Updated: Jan 29
Almost 200 residents contacted healthcare services complaining of headaches, dry coughs, dizziness and anxiety.
The findings have been published of an investigation carried out by consultants RSK Stirling on the prevalence of carbon dioxide in disused mineral mines in Scotland and the implications for residential buildings.
In high concentrations, carbon dioxide can pose a serious risk to humans, leading to headaches, dizziness and confusion and, in extreme cases, loss of consciousness.
Commissioned by the Scottish Government, the research was prompted by incidents in 2013 and 2014 affecting a new-build estate built by Lovell Homes in Gorebridge, a former mining village in Midlothian. Almost 200 residents contacted healthcare services complaining of headaches, dry coughs, dizziness and anxiety.

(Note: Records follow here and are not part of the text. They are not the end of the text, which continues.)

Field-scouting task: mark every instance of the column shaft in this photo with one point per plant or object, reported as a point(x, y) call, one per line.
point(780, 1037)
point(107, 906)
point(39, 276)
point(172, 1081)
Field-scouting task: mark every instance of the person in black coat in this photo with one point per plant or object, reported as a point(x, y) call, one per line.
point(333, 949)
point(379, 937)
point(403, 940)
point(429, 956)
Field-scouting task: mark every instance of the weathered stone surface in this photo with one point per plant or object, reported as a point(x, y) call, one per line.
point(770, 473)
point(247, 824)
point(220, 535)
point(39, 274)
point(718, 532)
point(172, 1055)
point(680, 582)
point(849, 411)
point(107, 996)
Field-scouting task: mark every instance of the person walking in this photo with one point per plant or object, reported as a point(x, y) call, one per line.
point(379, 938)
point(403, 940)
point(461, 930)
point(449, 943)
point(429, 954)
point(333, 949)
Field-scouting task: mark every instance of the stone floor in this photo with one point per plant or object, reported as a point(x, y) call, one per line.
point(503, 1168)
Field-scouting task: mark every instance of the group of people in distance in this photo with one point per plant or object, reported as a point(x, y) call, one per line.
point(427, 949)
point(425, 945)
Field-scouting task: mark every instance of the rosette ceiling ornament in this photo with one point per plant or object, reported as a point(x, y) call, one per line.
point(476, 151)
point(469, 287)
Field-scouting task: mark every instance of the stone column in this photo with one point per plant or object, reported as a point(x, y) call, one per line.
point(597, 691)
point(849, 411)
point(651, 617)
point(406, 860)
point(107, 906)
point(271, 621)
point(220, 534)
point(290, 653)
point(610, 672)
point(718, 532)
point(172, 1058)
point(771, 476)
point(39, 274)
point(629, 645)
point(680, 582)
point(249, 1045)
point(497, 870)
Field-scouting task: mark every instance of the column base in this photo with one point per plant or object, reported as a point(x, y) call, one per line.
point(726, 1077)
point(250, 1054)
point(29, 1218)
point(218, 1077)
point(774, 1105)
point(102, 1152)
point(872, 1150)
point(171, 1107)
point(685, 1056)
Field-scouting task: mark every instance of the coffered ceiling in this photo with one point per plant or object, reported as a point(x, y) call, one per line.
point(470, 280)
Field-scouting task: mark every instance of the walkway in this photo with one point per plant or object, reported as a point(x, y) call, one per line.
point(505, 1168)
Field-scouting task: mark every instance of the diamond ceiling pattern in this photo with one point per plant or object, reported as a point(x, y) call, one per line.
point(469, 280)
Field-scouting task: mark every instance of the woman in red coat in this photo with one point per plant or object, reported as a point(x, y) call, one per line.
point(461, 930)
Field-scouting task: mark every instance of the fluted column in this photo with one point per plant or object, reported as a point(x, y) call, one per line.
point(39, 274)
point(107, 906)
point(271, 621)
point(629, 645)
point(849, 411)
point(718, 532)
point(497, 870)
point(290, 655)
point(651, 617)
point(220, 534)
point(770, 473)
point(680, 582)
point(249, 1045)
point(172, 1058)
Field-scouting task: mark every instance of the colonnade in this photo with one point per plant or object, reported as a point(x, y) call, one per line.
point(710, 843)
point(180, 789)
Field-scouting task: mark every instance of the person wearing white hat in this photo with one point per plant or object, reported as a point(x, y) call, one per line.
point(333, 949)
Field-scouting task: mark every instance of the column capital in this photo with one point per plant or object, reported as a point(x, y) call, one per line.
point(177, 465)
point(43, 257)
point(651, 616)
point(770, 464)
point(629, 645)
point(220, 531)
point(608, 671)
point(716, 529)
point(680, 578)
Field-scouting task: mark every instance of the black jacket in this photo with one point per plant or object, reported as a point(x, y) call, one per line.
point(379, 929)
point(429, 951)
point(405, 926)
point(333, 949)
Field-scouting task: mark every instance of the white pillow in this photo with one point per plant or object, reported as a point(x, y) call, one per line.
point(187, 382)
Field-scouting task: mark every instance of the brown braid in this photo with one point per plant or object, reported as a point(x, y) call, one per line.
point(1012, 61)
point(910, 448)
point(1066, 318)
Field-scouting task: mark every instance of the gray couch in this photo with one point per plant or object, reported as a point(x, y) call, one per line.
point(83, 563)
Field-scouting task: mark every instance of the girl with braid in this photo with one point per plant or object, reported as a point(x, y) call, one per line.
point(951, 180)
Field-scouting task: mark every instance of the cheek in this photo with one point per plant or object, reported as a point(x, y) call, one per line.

An NHS Lothian investigation found that carbon dioxide had seeped through disused mine shafts, natural cracks and gravel columns used for house foundation. Midlothian Council demolished the 64 properties and re-housed the residents.
A report on the incident advised that building regulations should be changed and that mine gas mitigation measures should be mandatory in new residential developments in former mining areas. It also called for the national investigation whose report has now been published.
The RSK Stirling investigation considered incidents involving mine gas and carbon dioxide and included a comprehensive literature review and consultations with stakeholders.
It has made recommendations in eight areas: • Use of planning conditions and building standards to ensure adequate risk assessment and construction and verification of gas protection measures • Further research and preparation of supplementary technical guidance relating to risk assessments of new and existing developments • The consideration of mine gas issues and constraints at the planning stage, especially related for large-scale developments • Improved coordination and communication between planning, building standards and environmental health/contaminated land staff in local authorities • Research on the effectiveness of granular fill and perforated pipe ventilation below slab construction • Further consideration of mandatory mitigation measures in former coal and oil shale mining areas • Additional liaison between the Scottish Government, Scottish local authorities and Northumberland County Council • Validation of risk assessment and mitigation design within the developers’ procurement process.